犯人は"運び屋"を調達していたのだ。男性の証言によれば、指定場所から約2㎞離れた淀川堤防で車を停めて恋人といたところを襲撃されたのだという。そして犯人は、男性に焼肉店まで行くよう指示すると、一緒にいた女性を別の車に乗せ、誘拐した。ちなみに、この女性は枚方市の光善寺駅前で解放されている。
「犯人は3人組だといいますが、襲われた男性は元自衛官なんです。相手が武器を持っていたとしても、並の男3人だったら、まず負けないでしょう。だから犯人たちも、なんらかの訓練を受けた人間でしょうね」

犯人が一向に逮捕されないことで、警察に対する国民の不満も高まっていた。そんななか、警察は徹底的な捜査を展開し始める。

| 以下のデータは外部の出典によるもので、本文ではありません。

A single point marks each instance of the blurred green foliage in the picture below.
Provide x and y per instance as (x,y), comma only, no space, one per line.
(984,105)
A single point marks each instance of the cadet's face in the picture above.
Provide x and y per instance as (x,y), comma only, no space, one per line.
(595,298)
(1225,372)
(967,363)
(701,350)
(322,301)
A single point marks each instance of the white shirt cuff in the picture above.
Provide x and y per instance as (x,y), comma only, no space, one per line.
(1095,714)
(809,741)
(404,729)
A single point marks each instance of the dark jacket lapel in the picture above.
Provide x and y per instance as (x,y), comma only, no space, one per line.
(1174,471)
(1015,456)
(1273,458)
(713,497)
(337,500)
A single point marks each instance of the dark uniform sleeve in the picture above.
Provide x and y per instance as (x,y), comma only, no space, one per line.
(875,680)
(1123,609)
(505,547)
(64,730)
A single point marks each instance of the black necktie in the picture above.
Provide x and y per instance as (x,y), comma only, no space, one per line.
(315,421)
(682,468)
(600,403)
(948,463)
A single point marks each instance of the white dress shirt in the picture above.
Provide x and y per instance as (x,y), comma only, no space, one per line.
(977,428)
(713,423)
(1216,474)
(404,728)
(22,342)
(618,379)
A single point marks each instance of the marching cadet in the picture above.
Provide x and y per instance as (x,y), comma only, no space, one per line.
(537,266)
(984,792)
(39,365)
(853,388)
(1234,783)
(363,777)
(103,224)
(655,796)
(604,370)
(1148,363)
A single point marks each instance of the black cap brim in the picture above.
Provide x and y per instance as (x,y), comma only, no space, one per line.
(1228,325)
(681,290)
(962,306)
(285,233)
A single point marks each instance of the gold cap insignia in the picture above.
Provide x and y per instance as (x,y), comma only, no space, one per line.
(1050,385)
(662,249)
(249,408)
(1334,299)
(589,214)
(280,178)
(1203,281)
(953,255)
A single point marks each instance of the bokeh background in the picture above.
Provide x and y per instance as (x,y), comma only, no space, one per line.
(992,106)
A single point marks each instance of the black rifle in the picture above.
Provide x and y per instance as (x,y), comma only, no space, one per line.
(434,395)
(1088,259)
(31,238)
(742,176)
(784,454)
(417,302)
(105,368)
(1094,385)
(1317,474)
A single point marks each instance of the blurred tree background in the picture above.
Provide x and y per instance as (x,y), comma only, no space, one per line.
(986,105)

いわゆる"ローラー作戦"だ。
「事件が起きているのが、茨木、摂津、寝屋川、高槻など大阪府北東部に集中していたことから、この地区の80万世帯を一軒一軒しらみ潰しに聞き込みしたんです。でも、警察の威信をかけた捜査も空しく、犯人は見つかりませんでした」

そんななか、6月24日の新聞各紙に、グリコはイメージ広告を出す。
「ともこちゃん、ありがとう。グリコはがんばります」
少女から届いたグリコを激励する手紙を掲載し、それに応える内容だった。その2日後、新聞各社に「江崎グリコ ゆるしたる」と書かれた挑戦状が届いた。
突然の"休戦宣言"だが、事件はこれで終わらなかった。以後、犯人は丸大食品、森永製菓と標的を変えて食品会社を脅迫していった。

特に森永は、実際に青酸ソーダ入りの商品を店頭にバラ撒かれた。
「どくいり きけん たべたら死ぬで」
これまで青酸入りの菓子が送りつけられたことはあったが、店頭で発見されたのは初めて。これを手始めに、兵庫、大阪、京都、愛知のスーパーなどで1週間に13個の青酸入り森永製品が見つかった。
「最初に発見された西宮市のコンビニでは、メガネと野球帽をつけた背広姿の不審な男が防犯カメラに映っていて、その映像が、後に公開されましたね」

これで日本列島は再びパニックに陥り、店頭からは森永製品が一斉に消えた。グリコ同様、森永は大打撃を受け、その損失額は200億円以上とも言われる。
犯人はその後もハウス食品、不二家、駿河屋とターゲットを変えて攻撃した。しかし、11月のハウス恐喝以降、表立って現金が要求されることはなかった。
進展しない状況のなか、極秘捜査を行っていた警察は、徐々に情報を公開していく。特に、10月に公開された女性や子供の声による脅迫電話の録音テープは、世間に衝撃を与えた。年が明けると、切り札とも言うべき"キツネ目の男"の似顔絵も公開された。これには膨大な情報が寄せられるも、犯人逮捕の手がかりは掴めなかった。

そして85年8月12日、「くいもんの会社いびるのもおやめや」と書かれた手紙が新聞各社に送りつけられる。事実上の「終結宣言」だった。
この間、犯人は一度も姿を見せることはなかった。犯人が誰で、何を目的としていたのか、現在も解明されていない。